The economic principle was that you did not need to increase money supply to stimulate an economy. You simply needed to seek means by which to increase the ‘velocity of money’ – to make the existing money supply change hands rather than stagnate in savings or investments. In short, to encourage spending to stimulate production to revitalize the economy. Gross National Product goes up faster with increased velocity of money than with any other means.

Therefore if you are going to address problems with stagnant ideas in politics, you need to increase the velocity of ideas. You need to get back to – or at least attempt to approach closer to – the founders’ intentions. Encourage the common man to enter politics and discourage the career politician from stagnating in office.

The answer was obvious. Don’t limit terms – just don’t let anyone hold the same office twice in a row. The big argument on term limits has always been ‘it takes a while for someone to learn the system’ – I replace the word system with the word ‘game’ because that’s pretty much what it is… political game playing. Well guess what, if everyone is coming in to the office fresh (or at least reasonably fresh), far less entrenched ‘system’ of game playing to learn.

Would this mean no career politicians? NO, not at all. But tell me it would be a bad thing for someone that wanted to make a career of it to have to leave the Senate to take a seat for 2 years in the house or back at his state level before again running for the 6 year term!

Instant run-off ballots!

This one is by far not my idea. It’s actually been done. The concept of an instant run-off ballot is that you are not restricted to one choice. I see this as a benefit also because many times third parties with legitimately viable ideas are overshadowed by people’s desire ‘not to waste a vote’ on a candidate they think is unlikely to win. The old Douglas Adams argument comes into play:

“The people are people, the leaders are lizards. The lizards hate the people and the people hate the lizards. It’s a democracy! […] of course people vote for [the lizards], if they don’t, the wrong lizard might get in.”

An instant run-off ballot gives you the ability to make more than one choice in order of preference or to vote no preference at all on candidates you do not like. i.e. if you really like what the reform party candidate is saying but don’t want to waste your vote afraid that party ‘x’s popular candidate will win over your second choice in party ‘y’, you make your first choice for the reform candidate and your second for the party Y candidate.

After ballots are collected, if there is not a ‘super majority’ (over 50%), they take whoever’s name is the last on the list (least number of ‘first choice’ votes) off the list and tally in any ‘second choice’ candidates on those voter ballots to add to the existing totals and so on until one candidate has earned 50%

I think this kind of a process with so many conflicting ideas out there makes a lot more sense than the current ‘this guy or that guy’ method of the bi-cameral, one-person-one-vote-for-one-candidate nonsense we have in place today.

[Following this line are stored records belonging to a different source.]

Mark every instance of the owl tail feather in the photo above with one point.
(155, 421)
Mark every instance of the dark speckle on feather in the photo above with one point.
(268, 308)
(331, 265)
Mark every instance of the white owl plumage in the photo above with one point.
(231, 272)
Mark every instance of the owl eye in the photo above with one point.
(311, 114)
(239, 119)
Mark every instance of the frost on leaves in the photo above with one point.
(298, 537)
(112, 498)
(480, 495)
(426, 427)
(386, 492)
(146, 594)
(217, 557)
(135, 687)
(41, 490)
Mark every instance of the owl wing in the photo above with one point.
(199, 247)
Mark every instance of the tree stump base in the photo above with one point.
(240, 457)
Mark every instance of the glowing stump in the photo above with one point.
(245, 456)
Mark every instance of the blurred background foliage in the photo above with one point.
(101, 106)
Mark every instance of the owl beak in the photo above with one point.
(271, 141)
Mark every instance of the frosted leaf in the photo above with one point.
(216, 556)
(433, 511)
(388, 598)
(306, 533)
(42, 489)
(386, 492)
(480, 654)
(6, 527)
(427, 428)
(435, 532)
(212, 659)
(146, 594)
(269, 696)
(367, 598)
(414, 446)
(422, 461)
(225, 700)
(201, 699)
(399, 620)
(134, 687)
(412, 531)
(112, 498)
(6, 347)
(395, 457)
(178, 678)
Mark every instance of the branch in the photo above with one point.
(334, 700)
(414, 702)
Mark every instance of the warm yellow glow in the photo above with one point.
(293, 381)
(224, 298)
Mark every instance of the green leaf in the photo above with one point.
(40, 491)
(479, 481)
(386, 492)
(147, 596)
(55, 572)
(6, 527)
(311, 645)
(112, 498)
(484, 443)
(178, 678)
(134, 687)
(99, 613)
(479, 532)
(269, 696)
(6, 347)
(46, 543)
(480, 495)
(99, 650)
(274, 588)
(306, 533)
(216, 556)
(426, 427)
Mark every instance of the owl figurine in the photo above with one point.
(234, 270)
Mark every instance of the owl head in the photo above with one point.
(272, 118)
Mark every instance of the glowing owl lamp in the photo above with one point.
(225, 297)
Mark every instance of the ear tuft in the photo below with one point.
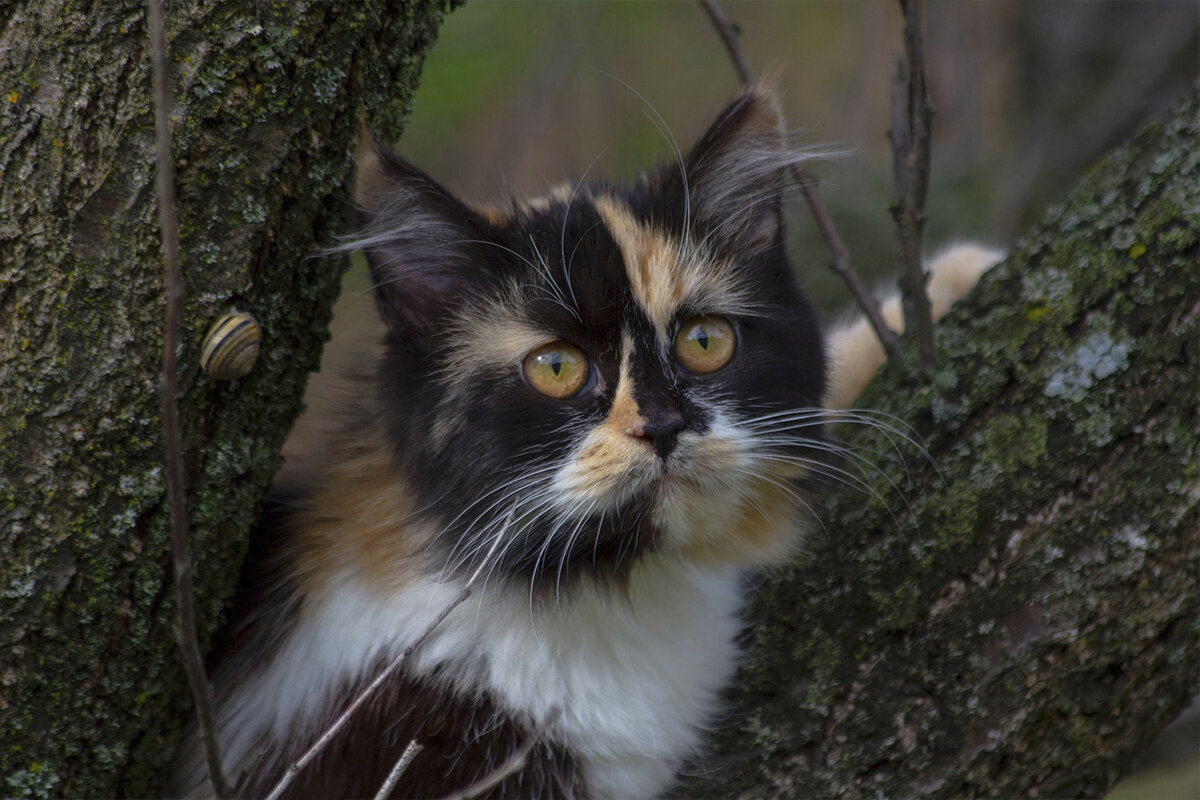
(737, 172)
(370, 173)
(420, 241)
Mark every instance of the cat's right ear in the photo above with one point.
(420, 241)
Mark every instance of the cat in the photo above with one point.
(601, 408)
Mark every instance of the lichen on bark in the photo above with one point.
(267, 100)
(1018, 614)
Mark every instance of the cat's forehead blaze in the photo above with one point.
(666, 276)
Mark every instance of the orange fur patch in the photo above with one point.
(361, 521)
(655, 276)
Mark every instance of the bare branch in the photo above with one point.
(911, 113)
(843, 264)
(406, 758)
(513, 764)
(729, 34)
(385, 673)
(185, 596)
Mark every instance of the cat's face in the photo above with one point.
(575, 380)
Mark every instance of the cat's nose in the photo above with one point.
(660, 432)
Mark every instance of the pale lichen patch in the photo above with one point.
(1096, 359)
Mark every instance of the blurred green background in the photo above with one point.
(520, 96)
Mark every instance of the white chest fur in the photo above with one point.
(635, 672)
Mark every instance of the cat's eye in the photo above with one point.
(557, 370)
(705, 343)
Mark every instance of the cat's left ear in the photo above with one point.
(421, 242)
(736, 173)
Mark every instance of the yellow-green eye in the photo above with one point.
(557, 370)
(705, 343)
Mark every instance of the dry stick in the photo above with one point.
(185, 602)
(406, 758)
(384, 674)
(911, 113)
(843, 264)
(513, 764)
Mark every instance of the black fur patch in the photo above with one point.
(463, 740)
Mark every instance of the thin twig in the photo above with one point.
(513, 764)
(384, 674)
(729, 34)
(406, 758)
(843, 264)
(911, 113)
(364, 696)
(185, 601)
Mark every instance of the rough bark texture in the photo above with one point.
(267, 106)
(1024, 621)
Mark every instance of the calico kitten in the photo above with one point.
(605, 404)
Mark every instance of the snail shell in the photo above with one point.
(231, 348)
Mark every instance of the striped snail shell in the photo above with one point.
(231, 348)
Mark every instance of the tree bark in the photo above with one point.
(268, 98)
(1023, 618)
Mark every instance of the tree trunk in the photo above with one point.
(1020, 620)
(268, 97)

And it would go a long way to introduce new concepts into politics as those 2nd (and beyond) choices needed to be tallied in.

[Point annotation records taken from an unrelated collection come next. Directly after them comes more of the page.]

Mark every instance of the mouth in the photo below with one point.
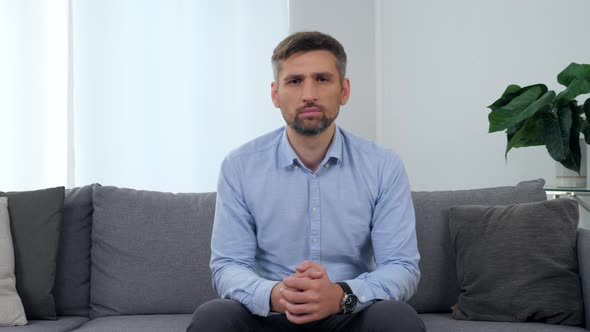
(310, 111)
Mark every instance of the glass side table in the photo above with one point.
(573, 193)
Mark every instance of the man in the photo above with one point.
(314, 227)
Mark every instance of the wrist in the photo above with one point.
(275, 297)
(340, 295)
(349, 301)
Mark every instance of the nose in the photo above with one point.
(309, 92)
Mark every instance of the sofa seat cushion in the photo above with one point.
(138, 323)
(61, 324)
(445, 323)
(150, 252)
(438, 289)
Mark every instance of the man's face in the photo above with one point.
(309, 91)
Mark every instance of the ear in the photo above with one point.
(274, 94)
(345, 93)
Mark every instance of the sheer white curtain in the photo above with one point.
(162, 90)
(33, 94)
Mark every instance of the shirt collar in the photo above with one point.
(288, 157)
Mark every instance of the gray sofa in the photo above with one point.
(134, 260)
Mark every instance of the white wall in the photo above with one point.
(423, 72)
(443, 62)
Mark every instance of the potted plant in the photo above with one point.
(534, 115)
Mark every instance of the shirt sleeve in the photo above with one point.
(233, 247)
(393, 235)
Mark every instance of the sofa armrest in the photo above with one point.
(583, 246)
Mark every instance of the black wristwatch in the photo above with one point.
(349, 300)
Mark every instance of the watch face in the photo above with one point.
(350, 303)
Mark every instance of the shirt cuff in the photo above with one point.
(261, 298)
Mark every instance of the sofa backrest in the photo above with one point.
(438, 289)
(150, 252)
(72, 280)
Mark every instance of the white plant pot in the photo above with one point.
(566, 178)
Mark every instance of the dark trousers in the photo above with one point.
(227, 315)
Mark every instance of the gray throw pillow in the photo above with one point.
(150, 251)
(35, 222)
(11, 307)
(438, 288)
(518, 262)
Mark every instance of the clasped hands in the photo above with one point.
(307, 295)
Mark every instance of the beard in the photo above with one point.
(299, 126)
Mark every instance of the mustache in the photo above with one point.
(312, 104)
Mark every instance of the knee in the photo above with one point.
(394, 316)
(217, 315)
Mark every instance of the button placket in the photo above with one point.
(315, 229)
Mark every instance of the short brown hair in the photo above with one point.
(308, 41)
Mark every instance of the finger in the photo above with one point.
(300, 309)
(300, 319)
(303, 266)
(297, 297)
(311, 273)
(300, 284)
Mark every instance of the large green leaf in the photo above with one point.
(528, 102)
(511, 92)
(576, 78)
(561, 132)
(585, 125)
(526, 133)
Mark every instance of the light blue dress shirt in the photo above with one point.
(353, 215)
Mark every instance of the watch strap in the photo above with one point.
(347, 290)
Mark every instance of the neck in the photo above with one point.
(311, 150)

Proportional salaries for politicians

I commented briefly on this in another response to someone on another facebook page who was referring to government dictation of executive pay as a factor of corporate profits and company well being. I’m ever and always saying we should hold our politicians to the same standards they try to introduce, legislate and enforce BEFORE giving them any audience for ridiculous notions sold as ‘fairness’.

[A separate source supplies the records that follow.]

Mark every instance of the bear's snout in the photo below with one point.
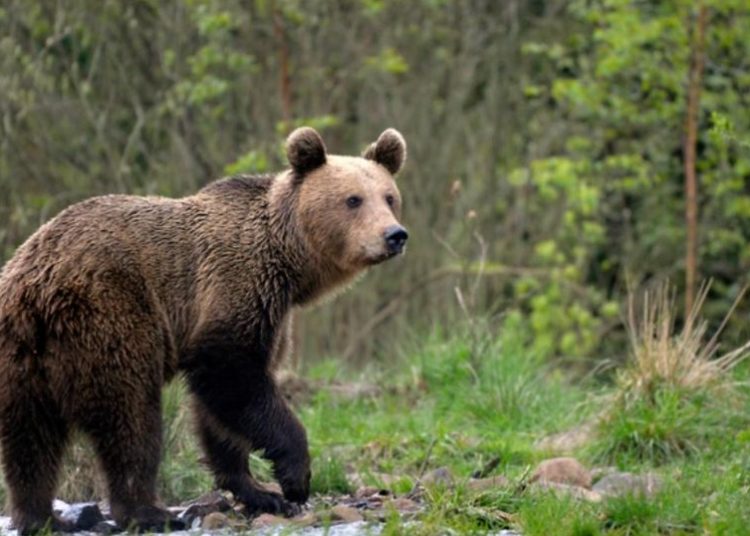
(395, 238)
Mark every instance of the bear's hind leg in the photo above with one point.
(127, 436)
(33, 436)
(228, 459)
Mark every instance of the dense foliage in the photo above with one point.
(546, 140)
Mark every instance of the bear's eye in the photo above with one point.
(353, 201)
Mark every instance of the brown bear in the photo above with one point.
(117, 294)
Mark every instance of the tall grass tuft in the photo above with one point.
(689, 359)
(677, 392)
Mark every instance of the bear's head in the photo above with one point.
(348, 208)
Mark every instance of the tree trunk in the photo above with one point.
(284, 78)
(697, 61)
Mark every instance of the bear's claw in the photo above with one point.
(258, 502)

Therefore, politician salaries should be proportional to the ‘average income’ of people whom they represent. It wouldn’t have to be a 1-to-1 correlation but should be across the board in any political wing (states could decide their own ratio, federal ratios should be uniform in the house and senate) and should be fixed so that only a public vote could change the ratio. (I also firmly believe that politicians should NOT be allowed to arbitrarily vote on their own compensation, benefits or what have you – that is insane!)

This would shift the incentive of politicians from ‘what they could get to give to their voters’ to what they can do to improve the lives, salaries and self-sufficiency of their voters overnight!